With a new school year upon us, we have a new season of worrying about our college sons being preyed upon by sorority college girls. It never fails that women will find new, inventive ways to seduce our sons and make them drop-out to become baby’s fathers. In the past we’ve had to warn our sons against Vajazzled jezebels and the dangerous Sip From My Devil Cup game, all parts of schemes to force our sons to spill their manliness into the incubator of a fiery little vixen.
But this new threat of Klebsiella Pneumoniae is beyond ridiculous and frightening.

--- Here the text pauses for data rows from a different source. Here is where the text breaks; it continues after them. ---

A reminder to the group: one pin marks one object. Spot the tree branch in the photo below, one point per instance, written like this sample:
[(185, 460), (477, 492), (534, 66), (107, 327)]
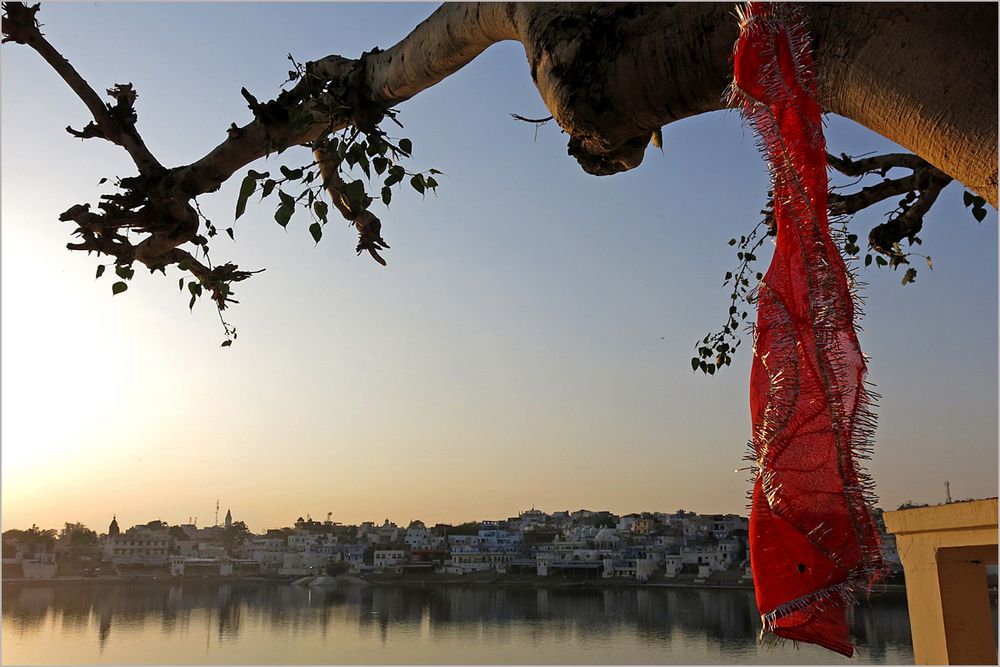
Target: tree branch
[(921, 187), (116, 124)]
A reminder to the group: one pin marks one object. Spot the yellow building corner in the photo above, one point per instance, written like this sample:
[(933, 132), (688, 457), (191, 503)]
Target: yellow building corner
[(945, 550)]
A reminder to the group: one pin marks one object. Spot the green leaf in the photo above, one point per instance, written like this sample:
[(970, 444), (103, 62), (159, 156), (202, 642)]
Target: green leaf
[(396, 174), (284, 214), (316, 230), (246, 189), (321, 209)]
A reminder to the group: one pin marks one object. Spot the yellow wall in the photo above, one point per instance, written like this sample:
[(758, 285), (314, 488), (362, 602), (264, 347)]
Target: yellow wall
[(945, 550)]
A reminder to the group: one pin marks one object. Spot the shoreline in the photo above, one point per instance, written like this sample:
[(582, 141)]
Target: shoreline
[(428, 581)]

As we should have expected, women can eventually learn sciences given enough of exposure, and a group of girl scientists from California State Fullerton are apparently behind this new little pregnancy ponzi scheme.
According to our scientists, Klebsiella Pneumoniae is a mammalian lactose bred superbacteria that can ‘alter cognitive assosiation and inhibition’. That is, this bacteria can pack the punch of downing 2o flaming Russian vodka shots chased by Uncle Tweety’s liquid flipper LSD. It alters the mind.
The most likely source of this bacteria is a woman’s personal milk of mammals. Pregnant sorority girls at various colleges can go into a laboratory and milk themselves, carefully putting their babyfeed onto petri dishes were strains of normal pneumonia are placed. A woman’s pregnancy feed has the ability to overwrite the basic functions of a mind. That is how mothers can always brainwash a child to listen to her and cry to live with her if she needs a divorce. It’s all about the lactose milk.
The effect of human milk on a brain can be exploited all throughout an adult’s life, which is exactly where the Klebsiella Pneumoniae comes into play. Being able to quickly spread throught the body, this super bacteria (named for sorority girl/phD Allisyn Klebsiella of Sigma Alpha Episilon) makes the milk’s effect nearly instantaneous. When exposed to the milk of pregnant women, men cannot think clearly and can be easily brainwashed by mere suggestion. A woman possessing your son in her grasps, in the throes of ecstasy, is a no win situation for him. He will fall for her wiles.
Women are rubbing this Klebsiella Pneumoniae onto their lips and then making out with your sons at lung parties. They simply have to mix a bit of the gelly bacteria with lip gloss and your son will think his ‘hook-up’ for the night has sweet lips that taste like ice cream or honey milk. What he doesn’t know is that sweetness is going to eventually make him suggestive to his ‘sugar momma’s’ suggestions to take off everything and make babies. When he snaps out of the trance several weeks later, he’ll be week, spent and signing his upcoming baby up for Obamacare while he drops out of college in shame.
The pneumoniae is also used because it takes the human body 1 month to fight it off, meaning that by the time your son is able to snap out of his trance and the woman who possessed him, he’ll be baby daddy number 3 and not remembering how he got into such trouble.
Parents, warn your sons to keep their lips to themselves. Formerly pregnant women can easily make this concoction in any lab and they will use it to seduce his mind and then his lifetime, minimal wage wallet. After tricking three or four young men like this, a woman will always be set with alimony and child support. Your son will be a victim and always poor, living in your basement and working as the local ice cream man. That ice cream will be a constant reminder of how the milky taste of some college girl’s lips ruined his life.